= S. Daniel Abraham Center for Middle East Peace =

The S. Daniel Abraham Center for Middle East Peace is an American non-profit advocacy group that works with leaders and policymakers in the United States and the Middle East to help reach a just and comprehensive peace that will bring an end to the Arab–Israeli conflict. To further this mission, the Center's activities include meetings with government officials, travel in the region, diplomatic exchanges, conferences, and workshops. The Center also supports negotiations through its exhaustive database of maps and geographical data, often used by decision makers in the region, as well as regular polling of public opinion.

The Center was established in 1989 by U.S. Congressman Wayne Owens (D-Utah) and then-Slim Fast Foods Chairman S. Daniel Abraham.
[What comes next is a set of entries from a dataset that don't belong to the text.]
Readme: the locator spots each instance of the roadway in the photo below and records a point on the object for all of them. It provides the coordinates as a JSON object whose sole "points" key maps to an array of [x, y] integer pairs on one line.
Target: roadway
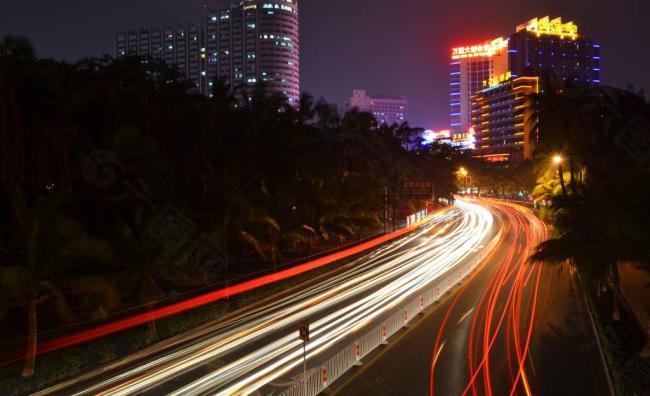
{"points": [[253, 350], [512, 328]]}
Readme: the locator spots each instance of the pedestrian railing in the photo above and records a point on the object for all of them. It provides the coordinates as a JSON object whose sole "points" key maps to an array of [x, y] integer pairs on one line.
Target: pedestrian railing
{"points": [[373, 337]]}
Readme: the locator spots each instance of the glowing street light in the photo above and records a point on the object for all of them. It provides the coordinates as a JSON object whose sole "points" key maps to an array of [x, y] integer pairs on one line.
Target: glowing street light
{"points": [[465, 175], [557, 160]]}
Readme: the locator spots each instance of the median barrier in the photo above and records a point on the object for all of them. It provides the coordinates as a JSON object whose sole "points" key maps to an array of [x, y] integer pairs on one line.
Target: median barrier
{"points": [[375, 336]]}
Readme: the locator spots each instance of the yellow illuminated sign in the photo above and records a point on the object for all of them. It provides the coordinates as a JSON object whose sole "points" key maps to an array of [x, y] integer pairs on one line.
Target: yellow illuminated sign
{"points": [[481, 50], [496, 80], [548, 26]]}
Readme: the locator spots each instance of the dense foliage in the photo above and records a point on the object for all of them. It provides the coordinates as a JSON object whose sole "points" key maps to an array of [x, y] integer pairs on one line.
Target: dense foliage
{"points": [[599, 184], [118, 189]]}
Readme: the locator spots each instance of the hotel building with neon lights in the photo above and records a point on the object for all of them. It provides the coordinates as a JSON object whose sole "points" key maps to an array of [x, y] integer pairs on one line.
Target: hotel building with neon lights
{"points": [[469, 67], [501, 114], [251, 41]]}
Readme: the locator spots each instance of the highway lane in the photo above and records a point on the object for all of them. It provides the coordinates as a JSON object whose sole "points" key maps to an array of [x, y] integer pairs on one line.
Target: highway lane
{"points": [[246, 353], [514, 328]]}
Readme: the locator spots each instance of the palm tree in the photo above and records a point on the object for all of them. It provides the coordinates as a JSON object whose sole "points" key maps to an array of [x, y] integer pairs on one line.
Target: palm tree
{"points": [[54, 245], [600, 222]]}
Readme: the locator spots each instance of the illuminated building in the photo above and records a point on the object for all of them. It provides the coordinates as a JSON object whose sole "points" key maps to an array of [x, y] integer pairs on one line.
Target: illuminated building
{"points": [[253, 41], [503, 119], [470, 66], [388, 110], [544, 46], [429, 136]]}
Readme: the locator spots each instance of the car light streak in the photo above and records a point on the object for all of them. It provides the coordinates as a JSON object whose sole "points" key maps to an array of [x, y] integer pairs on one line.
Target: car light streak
{"points": [[507, 307], [337, 308]]}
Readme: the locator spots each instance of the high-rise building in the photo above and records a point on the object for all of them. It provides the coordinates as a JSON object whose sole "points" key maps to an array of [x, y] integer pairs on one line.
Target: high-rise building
{"points": [[544, 46], [387, 109], [470, 67], [505, 127], [252, 41], [491, 84]]}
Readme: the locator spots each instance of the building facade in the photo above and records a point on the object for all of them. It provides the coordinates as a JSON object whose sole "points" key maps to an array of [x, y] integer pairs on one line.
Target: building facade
{"points": [[490, 84], [544, 46], [470, 66], [253, 41], [505, 120], [388, 110]]}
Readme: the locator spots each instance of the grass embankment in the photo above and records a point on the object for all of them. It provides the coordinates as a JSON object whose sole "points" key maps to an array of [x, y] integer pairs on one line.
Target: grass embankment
{"points": [[59, 366], [622, 341]]}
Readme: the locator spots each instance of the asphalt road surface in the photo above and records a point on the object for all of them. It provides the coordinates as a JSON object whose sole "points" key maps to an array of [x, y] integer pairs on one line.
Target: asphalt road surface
{"points": [[513, 328], [247, 352]]}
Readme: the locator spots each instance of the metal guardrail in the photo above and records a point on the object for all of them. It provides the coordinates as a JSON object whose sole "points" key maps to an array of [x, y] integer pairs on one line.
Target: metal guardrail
{"points": [[640, 314], [370, 339]]}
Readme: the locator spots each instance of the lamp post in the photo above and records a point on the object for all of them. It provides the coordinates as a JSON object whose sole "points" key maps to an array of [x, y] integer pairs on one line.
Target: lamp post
{"points": [[558, 160], [463, 172]]}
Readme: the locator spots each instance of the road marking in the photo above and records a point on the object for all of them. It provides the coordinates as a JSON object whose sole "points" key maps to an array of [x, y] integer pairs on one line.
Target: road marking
{"points": [[465, 316], [435, 359]]}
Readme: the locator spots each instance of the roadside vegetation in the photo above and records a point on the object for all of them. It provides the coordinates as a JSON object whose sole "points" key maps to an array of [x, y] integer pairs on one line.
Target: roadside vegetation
{"points": [[594, 174], [119, 191]]}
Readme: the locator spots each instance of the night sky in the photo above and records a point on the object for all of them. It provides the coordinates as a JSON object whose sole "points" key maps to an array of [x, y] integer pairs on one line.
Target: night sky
{"points": [[397, 47]]}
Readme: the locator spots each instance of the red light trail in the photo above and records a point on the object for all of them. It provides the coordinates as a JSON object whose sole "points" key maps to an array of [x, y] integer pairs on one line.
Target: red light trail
{"points": [[507, 307], [198, 301]]}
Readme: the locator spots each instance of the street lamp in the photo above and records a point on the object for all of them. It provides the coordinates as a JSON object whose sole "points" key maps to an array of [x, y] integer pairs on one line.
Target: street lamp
{"points": [[463, 172], [557, 160]]}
A World War II combat veteran, Abraham had experienced the horrors of war and committed himself to the prevention of future conflicts. When he met Congressman Owens, who served on the House Foreign Affairs and Select Intelligence Committees, the two men recognized that they shared a determination to achieve a peaceful resolution to the Arab–Israeli conflict.

Since its founding, the Center's officers have traveled extensively and regularly throughout the Middle East. The Center has also sponsored numerous fact-finding missions to the region for members of Congress, government officials, and private citizens to meet with Middle East leaders. Through visits to Israel and more than 20 Arab countries, the Center has enabled American decision-makers to witness first hand the challenges facing leaders who seek peace in the region.

In 2009, it was announced that U.S. Congressman Robert Wexler (D-Florida) would become president of the Center after resigning from the House of Representatives.